Acute pancreatitis (AP) is a potentially lethal disease characterized by
inflammation and parenchymal cell death; also, the severity of AP correlates directly with
necrosis and inversely with apoptosis. However, mechanisms of regulating cell death in AP remain unclear. The endoplasmic reticulum (ER) chaperone
protein GRP78 has anti-apoptotic properties, in addition to modulating ER stress responses. This study used RNA interference (RNAi) approach to investigate the potential role of
GRP78 in regulating apoptosis during AP. In vitro models of AP were successfully developed by treating AR42J cells with
cerulein or
cerulein plus lipoplysaccharide (LPS).
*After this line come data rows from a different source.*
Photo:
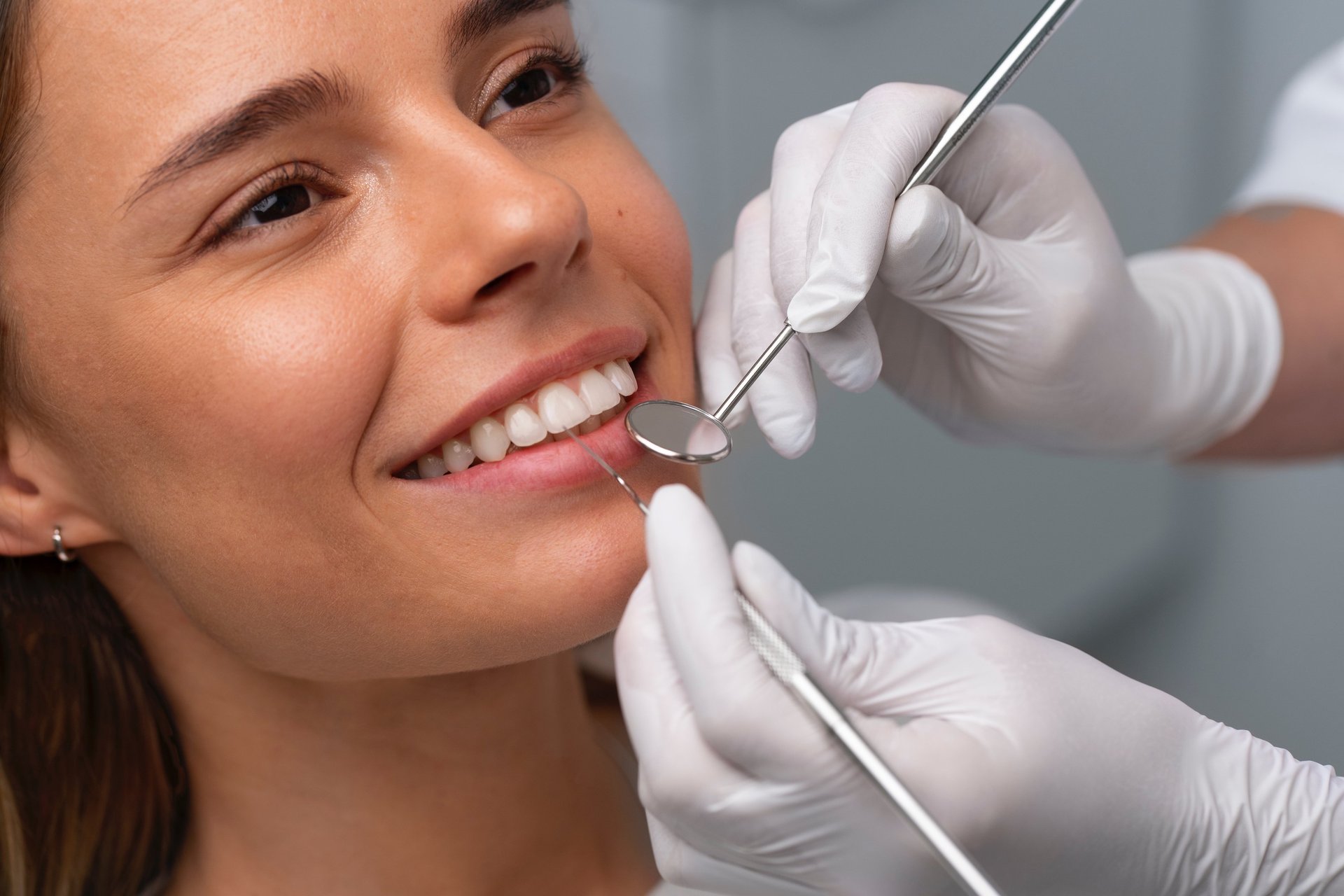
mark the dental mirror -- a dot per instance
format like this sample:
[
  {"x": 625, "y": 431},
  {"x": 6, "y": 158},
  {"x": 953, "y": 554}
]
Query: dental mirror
[
  {"x": 679, "y": 431},
  {"x": 689, "y": 434}
]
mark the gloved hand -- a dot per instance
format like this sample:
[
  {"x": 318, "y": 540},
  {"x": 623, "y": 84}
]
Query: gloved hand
[
  {"x": 1057, "y": 773},
  {"x": 997, "y": 300}
]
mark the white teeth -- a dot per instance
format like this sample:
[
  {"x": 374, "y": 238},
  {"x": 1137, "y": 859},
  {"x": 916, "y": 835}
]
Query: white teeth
[
  {"x": 489, "y": 440},
  {"x": 430, "y": 466},
  {"x": 582, "y": 403},
  {"x": 457, "y": 456},
  {"x": 559, "y": 407},
  {"x": 598, "y": 393},
  {"x": 622, "y": 377},
  {"x": 524, "y": 426}
]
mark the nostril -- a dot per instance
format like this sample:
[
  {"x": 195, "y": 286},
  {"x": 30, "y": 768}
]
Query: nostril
[{"x": 503, "y": 280}]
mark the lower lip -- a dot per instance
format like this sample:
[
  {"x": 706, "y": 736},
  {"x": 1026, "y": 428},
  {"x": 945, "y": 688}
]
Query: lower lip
[{"x": 555, "y": 465}]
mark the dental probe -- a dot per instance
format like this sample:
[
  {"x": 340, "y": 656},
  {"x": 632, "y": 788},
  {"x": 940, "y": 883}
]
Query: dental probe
[
  {"x": 689, "y": 434},
  {"x": 788, "y": 668}
]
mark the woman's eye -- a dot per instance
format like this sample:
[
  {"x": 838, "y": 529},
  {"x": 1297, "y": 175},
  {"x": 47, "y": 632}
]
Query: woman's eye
[
  {"x": 530, "y": 86},
  {"x": 277, "y": 204}
]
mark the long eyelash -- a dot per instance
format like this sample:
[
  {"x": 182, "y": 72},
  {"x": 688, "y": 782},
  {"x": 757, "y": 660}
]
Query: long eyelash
[
  {"x": 289, "y": 175},
  {"x": 571, "y": 61}
]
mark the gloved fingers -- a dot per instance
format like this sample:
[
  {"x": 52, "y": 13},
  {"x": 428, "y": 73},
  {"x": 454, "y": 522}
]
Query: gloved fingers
[
  {"x": 850, "y": 354},
  {"x": 784, "y": 400},
  {"x": 679, "y": 773},
  {"x": 940, "y": 262},
  {"x": 685, "y": 865},
  {"x": 1002, "y": 167},
  {"x": 743, "y": 713},
  {"x": 881, "y": 669},
  {"x": 802, "y": 156},
  {"x": 889, "y": 132},
  {"x": 714, "y": 352}
]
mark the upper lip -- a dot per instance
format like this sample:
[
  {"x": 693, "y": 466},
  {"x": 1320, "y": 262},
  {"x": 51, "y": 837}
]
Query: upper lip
[{"x": 593, "y": 349}]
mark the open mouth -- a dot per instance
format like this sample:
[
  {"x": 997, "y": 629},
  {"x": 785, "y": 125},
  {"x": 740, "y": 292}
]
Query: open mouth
[{"x": 581, "y": 402}]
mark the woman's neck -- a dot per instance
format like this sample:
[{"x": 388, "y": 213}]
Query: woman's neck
[
  {"x": 487, "y": 782},
  {"x": 483, "y": 783}
]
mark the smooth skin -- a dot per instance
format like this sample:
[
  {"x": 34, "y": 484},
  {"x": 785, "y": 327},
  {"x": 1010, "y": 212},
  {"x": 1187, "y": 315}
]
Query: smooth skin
[
  {"x": 1298, "y": 253},
  {"x": 370, "y": 676}
]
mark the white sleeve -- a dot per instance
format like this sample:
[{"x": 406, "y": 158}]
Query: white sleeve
[{"x": 1303, "y": 163}]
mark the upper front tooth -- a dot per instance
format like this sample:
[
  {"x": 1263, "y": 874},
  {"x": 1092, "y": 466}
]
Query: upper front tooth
[
  {"x": 524, "y": 426},
  {"x": 622, "y": 377},
  {"x": 559, "y": 407},
  {"x": 598, "y": 393},
  {"x": 489, "y": 440}
]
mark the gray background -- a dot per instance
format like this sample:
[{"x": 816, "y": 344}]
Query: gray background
[{"x": 1222, "y": 587}]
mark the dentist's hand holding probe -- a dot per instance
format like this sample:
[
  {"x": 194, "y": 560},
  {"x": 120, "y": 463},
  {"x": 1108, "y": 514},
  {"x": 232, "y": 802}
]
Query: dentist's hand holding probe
[
  {"x": 997, "y": 300},
  {"x": 1058, "y": 774}
]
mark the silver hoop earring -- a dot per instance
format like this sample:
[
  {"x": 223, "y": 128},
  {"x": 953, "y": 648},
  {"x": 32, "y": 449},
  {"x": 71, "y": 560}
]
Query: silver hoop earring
[{"x": 59, "y": 547}]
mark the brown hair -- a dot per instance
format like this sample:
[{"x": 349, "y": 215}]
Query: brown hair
[{"x": 93, "y": 794}]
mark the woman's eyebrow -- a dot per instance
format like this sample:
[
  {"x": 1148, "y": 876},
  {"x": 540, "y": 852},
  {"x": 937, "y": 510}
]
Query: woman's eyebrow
[
  {"x": 314, "y": 93},
  {"x": 260, "y": 115},
  {"x": 477, "y": 18}
]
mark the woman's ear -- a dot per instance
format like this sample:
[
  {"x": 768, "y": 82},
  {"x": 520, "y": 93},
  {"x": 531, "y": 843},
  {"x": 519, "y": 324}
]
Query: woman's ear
[{"x": 36, "y": 495}]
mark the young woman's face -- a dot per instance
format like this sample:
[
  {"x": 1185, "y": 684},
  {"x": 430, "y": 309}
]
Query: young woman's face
[{"x": 267, "y": 254}]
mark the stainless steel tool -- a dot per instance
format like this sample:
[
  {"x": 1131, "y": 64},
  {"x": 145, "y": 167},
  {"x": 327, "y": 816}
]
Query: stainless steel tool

There was more pancreatic
inflammation and less apoptosis with the
cerulein plus LPS treatment. Furthermore, knockdown of
GRP78 expression markedly promoted apoptosis and reduced
necrosis in pancreatic acinar cells. This was accomplished by enhancing the activation of
caspases and inhibiting the activity of
X-linked inhibitor of apoptosis protein (XIAP), as well as a receptor interacting
protein kinase-1(RIPK1), which is a key mediator of
necrosis. This attenuated the severity of pancreatic
inflammation, especially after
cerulein plus LPS treatment. In conclusion, these findings indicate that
GRP78 plays an anti-apoptotic role in regulating the cell death response during AP. Therefore,
GRP78 is a potential therapeutic target for AP.